Cuba was a territory of Spain until the Spanish-American War. The United States assumed control of the island until 1902, when the Republic of Cuba became formally independent. A fledgling democracy was established, with the U.S. continuing to play a strong role in Cuban affairs.
In 1952, facing an impending electoral loss, former president Fulgencio Batista staged a successful military coup and overthrew the existing government. While his first term as elected president in the 1940s largely honored progressive politics, universal freedoms, and the Cuban Constitution of 1940, Batista’s return to power in the 1950s was a dictatorship marked by corruption, organized crime and gambling. He held power until 1959 when he was ousted by Fidel Castro’s rebel July 26th Movement.
While promising free elections and democracy, Castro moved quickly to consolidate power. By 1961, Castro had declared Cuba to be a communist nation.

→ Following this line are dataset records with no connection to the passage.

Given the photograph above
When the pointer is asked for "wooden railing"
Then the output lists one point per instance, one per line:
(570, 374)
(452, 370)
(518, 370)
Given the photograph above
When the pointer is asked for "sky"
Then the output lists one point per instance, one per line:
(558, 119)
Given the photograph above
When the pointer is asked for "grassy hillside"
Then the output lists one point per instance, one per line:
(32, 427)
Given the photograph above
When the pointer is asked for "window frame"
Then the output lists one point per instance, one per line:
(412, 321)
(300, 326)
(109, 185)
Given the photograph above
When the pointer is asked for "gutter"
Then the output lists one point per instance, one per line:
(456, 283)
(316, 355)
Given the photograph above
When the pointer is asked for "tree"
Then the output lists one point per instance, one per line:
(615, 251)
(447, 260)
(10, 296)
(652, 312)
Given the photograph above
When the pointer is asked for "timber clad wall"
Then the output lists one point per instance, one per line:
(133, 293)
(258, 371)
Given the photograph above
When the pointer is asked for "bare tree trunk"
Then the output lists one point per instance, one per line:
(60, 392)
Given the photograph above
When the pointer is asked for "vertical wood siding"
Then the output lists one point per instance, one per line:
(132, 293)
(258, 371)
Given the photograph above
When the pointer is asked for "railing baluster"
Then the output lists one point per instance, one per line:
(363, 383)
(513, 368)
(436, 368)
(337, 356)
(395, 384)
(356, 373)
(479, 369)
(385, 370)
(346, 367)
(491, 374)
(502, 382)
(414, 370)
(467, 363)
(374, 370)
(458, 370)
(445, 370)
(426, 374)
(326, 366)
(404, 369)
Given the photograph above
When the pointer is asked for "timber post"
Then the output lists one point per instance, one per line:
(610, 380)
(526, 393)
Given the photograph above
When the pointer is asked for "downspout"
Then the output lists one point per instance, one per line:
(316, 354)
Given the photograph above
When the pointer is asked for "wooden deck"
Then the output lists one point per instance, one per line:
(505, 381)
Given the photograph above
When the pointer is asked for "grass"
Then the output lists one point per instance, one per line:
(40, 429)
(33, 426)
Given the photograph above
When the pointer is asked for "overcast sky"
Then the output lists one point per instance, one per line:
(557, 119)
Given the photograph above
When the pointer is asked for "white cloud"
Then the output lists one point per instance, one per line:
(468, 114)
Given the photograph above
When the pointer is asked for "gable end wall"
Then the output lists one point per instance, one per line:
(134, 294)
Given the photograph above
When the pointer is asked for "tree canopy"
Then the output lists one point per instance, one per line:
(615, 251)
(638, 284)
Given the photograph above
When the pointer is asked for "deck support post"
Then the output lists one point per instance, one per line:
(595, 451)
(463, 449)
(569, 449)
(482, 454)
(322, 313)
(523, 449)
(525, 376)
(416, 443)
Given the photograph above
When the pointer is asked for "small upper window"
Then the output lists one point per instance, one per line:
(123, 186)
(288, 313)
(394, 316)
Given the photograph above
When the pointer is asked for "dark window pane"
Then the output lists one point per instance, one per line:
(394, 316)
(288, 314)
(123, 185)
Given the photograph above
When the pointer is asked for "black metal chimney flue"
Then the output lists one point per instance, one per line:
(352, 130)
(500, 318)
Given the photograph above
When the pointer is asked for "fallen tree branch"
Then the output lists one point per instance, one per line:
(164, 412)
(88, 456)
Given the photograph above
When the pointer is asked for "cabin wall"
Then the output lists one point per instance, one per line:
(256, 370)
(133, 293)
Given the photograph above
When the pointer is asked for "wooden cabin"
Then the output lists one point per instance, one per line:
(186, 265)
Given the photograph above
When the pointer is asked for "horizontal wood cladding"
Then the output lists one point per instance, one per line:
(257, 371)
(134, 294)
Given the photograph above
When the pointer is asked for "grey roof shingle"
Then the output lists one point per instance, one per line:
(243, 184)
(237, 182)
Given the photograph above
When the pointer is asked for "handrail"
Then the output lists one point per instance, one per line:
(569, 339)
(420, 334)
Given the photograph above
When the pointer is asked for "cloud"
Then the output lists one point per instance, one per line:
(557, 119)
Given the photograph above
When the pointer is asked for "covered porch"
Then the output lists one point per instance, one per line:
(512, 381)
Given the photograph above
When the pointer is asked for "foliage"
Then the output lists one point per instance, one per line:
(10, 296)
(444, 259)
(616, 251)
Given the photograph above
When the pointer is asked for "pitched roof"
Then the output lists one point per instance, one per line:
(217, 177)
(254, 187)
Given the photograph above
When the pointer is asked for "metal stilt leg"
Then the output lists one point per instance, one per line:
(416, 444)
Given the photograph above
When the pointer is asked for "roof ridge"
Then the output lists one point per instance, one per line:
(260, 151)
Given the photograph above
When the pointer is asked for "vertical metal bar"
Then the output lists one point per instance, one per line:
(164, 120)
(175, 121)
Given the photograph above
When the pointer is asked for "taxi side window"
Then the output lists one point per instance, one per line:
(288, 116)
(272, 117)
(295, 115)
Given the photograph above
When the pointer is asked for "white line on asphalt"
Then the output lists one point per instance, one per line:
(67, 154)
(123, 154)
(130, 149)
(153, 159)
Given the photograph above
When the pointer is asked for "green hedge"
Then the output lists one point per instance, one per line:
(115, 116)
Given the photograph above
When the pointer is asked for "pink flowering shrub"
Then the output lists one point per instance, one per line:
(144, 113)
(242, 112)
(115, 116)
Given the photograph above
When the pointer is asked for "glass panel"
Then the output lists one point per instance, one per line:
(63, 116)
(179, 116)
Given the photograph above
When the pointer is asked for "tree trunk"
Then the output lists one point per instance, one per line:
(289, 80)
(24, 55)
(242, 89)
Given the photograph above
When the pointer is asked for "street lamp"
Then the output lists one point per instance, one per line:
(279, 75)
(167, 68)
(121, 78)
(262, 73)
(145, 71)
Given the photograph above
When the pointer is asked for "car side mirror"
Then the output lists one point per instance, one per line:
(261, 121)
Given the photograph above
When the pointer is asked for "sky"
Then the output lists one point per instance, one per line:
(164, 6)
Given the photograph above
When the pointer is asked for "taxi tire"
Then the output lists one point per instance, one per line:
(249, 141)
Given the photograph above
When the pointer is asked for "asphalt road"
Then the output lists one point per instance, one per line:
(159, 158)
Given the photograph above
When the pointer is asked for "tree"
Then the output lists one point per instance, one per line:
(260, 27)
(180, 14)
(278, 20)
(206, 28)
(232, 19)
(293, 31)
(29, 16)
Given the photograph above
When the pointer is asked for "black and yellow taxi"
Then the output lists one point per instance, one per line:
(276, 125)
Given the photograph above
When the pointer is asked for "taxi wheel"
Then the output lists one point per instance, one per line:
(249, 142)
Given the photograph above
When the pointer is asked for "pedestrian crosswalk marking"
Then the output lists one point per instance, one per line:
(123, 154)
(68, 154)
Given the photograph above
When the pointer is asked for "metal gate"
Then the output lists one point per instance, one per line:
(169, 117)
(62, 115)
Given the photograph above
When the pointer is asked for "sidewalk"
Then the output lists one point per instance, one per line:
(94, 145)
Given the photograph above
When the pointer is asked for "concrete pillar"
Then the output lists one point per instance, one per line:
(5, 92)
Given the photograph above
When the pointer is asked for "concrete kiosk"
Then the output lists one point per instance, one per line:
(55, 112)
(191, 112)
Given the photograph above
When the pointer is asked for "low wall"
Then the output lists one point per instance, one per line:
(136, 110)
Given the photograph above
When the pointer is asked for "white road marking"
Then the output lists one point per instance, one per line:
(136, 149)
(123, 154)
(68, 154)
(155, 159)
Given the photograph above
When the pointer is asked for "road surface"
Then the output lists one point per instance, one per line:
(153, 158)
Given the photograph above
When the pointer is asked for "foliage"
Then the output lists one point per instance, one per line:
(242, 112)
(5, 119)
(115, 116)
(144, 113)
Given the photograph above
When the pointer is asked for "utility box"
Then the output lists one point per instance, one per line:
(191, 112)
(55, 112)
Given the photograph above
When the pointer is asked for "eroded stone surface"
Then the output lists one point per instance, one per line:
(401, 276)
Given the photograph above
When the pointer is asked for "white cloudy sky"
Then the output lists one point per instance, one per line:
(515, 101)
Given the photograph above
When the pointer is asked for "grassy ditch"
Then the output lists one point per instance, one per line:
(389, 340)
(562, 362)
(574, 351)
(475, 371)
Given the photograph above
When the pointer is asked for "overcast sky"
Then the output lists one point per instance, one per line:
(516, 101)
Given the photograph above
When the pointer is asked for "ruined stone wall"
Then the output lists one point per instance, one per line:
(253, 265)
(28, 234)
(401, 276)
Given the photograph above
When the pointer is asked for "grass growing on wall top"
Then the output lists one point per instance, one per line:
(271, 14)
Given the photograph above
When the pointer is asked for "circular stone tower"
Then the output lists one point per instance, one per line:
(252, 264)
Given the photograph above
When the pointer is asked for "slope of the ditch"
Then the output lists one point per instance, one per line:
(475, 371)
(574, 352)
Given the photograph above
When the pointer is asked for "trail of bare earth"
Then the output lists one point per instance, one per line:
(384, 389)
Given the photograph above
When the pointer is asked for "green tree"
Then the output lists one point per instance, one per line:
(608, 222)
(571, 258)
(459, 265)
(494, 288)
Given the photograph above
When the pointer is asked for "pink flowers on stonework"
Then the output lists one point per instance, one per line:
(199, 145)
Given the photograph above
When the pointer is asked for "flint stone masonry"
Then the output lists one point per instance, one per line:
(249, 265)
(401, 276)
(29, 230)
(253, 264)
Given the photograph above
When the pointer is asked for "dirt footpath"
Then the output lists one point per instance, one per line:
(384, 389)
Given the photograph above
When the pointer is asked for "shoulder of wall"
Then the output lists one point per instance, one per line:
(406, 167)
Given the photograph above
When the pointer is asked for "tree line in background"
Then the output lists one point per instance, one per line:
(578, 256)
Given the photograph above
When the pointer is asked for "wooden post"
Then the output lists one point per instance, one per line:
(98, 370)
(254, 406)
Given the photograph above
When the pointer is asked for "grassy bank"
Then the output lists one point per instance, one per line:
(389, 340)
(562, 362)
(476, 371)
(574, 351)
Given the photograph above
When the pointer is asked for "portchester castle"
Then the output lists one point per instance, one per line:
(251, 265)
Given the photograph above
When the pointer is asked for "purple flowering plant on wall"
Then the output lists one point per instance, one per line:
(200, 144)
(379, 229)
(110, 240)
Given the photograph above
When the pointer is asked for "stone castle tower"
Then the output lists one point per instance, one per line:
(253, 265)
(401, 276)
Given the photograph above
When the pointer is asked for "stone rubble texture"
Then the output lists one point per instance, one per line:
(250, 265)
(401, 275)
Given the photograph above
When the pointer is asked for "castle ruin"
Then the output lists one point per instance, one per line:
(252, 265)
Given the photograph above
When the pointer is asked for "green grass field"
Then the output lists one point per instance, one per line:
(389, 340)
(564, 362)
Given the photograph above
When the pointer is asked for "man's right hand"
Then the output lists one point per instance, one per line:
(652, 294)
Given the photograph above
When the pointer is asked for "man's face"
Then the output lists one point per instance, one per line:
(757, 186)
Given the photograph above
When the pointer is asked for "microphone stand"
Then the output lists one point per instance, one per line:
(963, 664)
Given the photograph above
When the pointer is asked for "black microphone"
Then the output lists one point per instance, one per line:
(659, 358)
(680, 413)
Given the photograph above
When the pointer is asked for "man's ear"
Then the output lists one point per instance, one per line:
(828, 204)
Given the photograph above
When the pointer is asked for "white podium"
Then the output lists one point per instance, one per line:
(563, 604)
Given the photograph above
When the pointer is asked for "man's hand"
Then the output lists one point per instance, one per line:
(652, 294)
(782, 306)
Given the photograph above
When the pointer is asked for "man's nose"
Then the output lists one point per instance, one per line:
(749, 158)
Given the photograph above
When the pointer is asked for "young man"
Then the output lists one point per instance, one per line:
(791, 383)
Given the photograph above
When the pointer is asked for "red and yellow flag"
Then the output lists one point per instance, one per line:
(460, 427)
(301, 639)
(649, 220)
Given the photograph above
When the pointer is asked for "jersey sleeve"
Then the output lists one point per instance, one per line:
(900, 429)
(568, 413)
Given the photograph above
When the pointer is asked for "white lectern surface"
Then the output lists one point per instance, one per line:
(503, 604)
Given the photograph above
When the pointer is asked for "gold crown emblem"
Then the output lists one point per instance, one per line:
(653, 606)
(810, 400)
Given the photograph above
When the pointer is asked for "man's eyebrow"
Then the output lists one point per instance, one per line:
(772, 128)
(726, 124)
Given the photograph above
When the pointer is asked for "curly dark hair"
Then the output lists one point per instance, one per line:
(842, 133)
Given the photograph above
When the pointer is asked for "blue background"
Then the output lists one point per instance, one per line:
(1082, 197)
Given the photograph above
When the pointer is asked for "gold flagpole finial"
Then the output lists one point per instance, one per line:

Castro’s communist government nationalized private businesses, lashed out at political opponents, and banned independent civil society. As Cuba aligned itself with the Soviet Union, Cuban-American relations soured, including a U.S. embargo on trade with Cuba. In the 1962 Cuban Missile Crisis, the United States and the Soviet Union came close to war, after the Soviets installed nuclear missiles in Cuba, prompting a U.S. naval embargo.
Since the revolution, Cuba has remained a one-party state. Following the collapse of the Soviet Union in 1991 and the evaporation of Soviet economic support, Cuba loosened some economic policies, became more open to foreign investment, and legalized use of the U.S. dollar. By the late 1990s, Venezuela had become Cuba’s chief patron, thanks to the close relationship between the Castro brothers and Venezuela’s late President Hugo Chavez.
The regime continues to exercise authoritarian political control, clamping down on political dissent and mounting defamation campaigns against dissidents, portraying them as malignant U.S. agents. In a massive crackdown in 2003 known as the Black Spring, the government imprisoned 75 of Cuba’s best-known nonviolent dissidents.
The Cuban government does not respect the rights to freedom of expression, peaceful assembly, association, movement, and religion. The government and the Communist Party control all news media, and the government routinely harasses and detains its critics, particularly those who advocate democracy and respect of human rights. Frequent government actions against dissidents often take the form of attacks by regime-organized mobs. Prison conditions are harsh and often life-threatening, and the courts operate as instruments of the Communist Party rather than conducting fair trials.
Cuba relaxed its travel laws in 2013, allowing some prominent dissidents to leave and return to the country. It continues to experiment with modest economic reforms but remains committed to communist economic orthodoxy.
In Freedom House’s Freedom in the World report, Cuba was designated as “not free” and is grouped near the bottom of the world’s nations, with severely restricted civil rights and political liberties.